Finding ourselves on a sandy beach we immediately noticed huge differences in the environment.  In contrast to the previous day's vertical riding tide, we could clearly witness the lowering of the tide as it descended out to the ocean leaving behind wrack lines documenting the different levels of tide.  When we arrived at this site the high was reasonably high, but the tide was going out. These wrack lines were clearly defined by neat lines of shells and other debris.  Mixed in with the coarse sand, we found razor clam shells, slipper shells, quahog shells, and periwinkle shells.  While these shells suggest life in the area, we were unsuccessful in finding any living specimen in this sandy area.    We later learned that this environment is less hospitable than say a cobblestone area. This part of the beach formed a crescent shape.  As we wondered down the beach it bowed out creating somewhat of a point.  At this point we noticed a change in the size of rocks that made up the beach.  From that point on the rocks seriously increased in size.  And that was not the only thing that increased.  The amount of accessible living sea life also increased.  Possible to find various types of seaweed and small sea creatures this area proved to be more interesting.  Within the cobbles that made up this section of the beach we found small tidal pools acting as individual ecosystems.  This area was much more vibrant with life because of the cobblestone's ability to hold the water for longer giving small arthropods, periwinkles and crabs a place to hang out or hide.

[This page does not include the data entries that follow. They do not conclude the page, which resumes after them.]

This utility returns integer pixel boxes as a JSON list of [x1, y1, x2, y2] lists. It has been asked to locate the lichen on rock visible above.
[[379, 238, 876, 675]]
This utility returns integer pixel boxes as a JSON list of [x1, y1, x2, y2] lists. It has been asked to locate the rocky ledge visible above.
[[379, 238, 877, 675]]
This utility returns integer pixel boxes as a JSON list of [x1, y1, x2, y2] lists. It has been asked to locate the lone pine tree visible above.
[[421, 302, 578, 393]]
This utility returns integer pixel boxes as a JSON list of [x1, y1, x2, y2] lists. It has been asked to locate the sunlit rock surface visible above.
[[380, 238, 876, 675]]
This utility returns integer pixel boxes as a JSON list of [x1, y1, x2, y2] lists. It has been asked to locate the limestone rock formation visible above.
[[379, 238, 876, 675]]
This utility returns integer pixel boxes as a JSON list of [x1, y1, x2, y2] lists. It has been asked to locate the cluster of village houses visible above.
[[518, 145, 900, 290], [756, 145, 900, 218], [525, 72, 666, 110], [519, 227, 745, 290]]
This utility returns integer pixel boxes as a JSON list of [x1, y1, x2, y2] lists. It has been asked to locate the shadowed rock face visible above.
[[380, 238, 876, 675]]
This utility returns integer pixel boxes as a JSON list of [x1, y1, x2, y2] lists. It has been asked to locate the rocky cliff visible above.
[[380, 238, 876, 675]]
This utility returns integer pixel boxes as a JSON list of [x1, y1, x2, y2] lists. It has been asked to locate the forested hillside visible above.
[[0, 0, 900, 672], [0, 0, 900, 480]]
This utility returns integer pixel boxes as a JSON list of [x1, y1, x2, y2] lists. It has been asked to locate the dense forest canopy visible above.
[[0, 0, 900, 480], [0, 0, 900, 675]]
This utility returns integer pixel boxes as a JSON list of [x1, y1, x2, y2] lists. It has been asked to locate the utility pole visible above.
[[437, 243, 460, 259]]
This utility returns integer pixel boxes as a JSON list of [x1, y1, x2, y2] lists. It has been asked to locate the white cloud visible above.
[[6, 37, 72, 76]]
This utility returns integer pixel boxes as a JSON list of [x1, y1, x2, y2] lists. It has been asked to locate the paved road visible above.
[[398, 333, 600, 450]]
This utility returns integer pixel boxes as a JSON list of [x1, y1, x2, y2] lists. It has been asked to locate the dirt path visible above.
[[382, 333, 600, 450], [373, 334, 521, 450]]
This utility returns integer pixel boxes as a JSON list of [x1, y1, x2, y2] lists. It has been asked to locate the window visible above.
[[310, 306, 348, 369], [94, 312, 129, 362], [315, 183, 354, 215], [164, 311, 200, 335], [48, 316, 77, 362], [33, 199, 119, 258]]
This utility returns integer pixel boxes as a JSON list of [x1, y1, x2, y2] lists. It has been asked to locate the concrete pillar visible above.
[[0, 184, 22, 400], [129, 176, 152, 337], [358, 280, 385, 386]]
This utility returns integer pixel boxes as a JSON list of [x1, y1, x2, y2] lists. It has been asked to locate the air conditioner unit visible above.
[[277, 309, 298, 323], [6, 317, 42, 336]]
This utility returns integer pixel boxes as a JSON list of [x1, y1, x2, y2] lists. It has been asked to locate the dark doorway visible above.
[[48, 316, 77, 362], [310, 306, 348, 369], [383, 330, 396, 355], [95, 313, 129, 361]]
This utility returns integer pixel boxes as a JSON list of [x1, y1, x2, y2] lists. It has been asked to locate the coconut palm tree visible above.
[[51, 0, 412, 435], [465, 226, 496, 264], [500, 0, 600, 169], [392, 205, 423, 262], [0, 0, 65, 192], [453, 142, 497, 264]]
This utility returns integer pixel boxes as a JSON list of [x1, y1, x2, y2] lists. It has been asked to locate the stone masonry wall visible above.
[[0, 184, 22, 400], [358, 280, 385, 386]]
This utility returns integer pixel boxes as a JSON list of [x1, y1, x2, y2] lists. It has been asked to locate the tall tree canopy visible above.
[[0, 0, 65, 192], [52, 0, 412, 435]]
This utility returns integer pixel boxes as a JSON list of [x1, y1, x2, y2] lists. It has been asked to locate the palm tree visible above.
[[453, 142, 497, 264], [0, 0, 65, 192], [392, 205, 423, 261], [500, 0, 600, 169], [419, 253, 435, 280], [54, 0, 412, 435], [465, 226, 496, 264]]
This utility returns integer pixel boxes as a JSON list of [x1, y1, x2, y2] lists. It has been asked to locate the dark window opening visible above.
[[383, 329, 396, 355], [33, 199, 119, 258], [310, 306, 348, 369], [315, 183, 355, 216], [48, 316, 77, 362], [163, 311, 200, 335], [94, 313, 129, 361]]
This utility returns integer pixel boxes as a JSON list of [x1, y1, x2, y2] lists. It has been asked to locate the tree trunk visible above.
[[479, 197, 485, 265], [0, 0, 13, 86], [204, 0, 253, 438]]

As the beach curved back in to a crescent inlet the beach returned back to its sandy self and was once again void of accessible sea life.  After a short lunch and swim break we explored the area behind the beach.  I believe this was mud flat.  It was exactly how it sounds.  A whole lot of mud in a flat space with not a lot going on.   Perhaps this area would be more interesting if it wasn't all dried up. (Dried up salt marsh- mud flat shown above)  This environment was a stark contrast to the floating docks we had observed the day before.
                                           Detail -------------------------->

On the way back we each were required to find and hold a crab, periwinkle, and arthropod.  We found these living individuals in the cobble area attached to rocks (periwinkles) under rocks (crabs) or swimming in mini tidal pools (arthropods).   Good to know where everything presides so I know how to avoid them next time I go to the beach.  Though harmless, I am totally scared of creepy crawlers like crabs, snails, and other small sea things.

We finished out the rest of our day with a nice water taxi back to George's Island where a bunch of people got french fries at Jasper White's Summer Shack where food is love!  Our ferry ride back to the Long Wharf was quiet and relaxing.  I think everybody was tired from a day of exploring, observing and learning.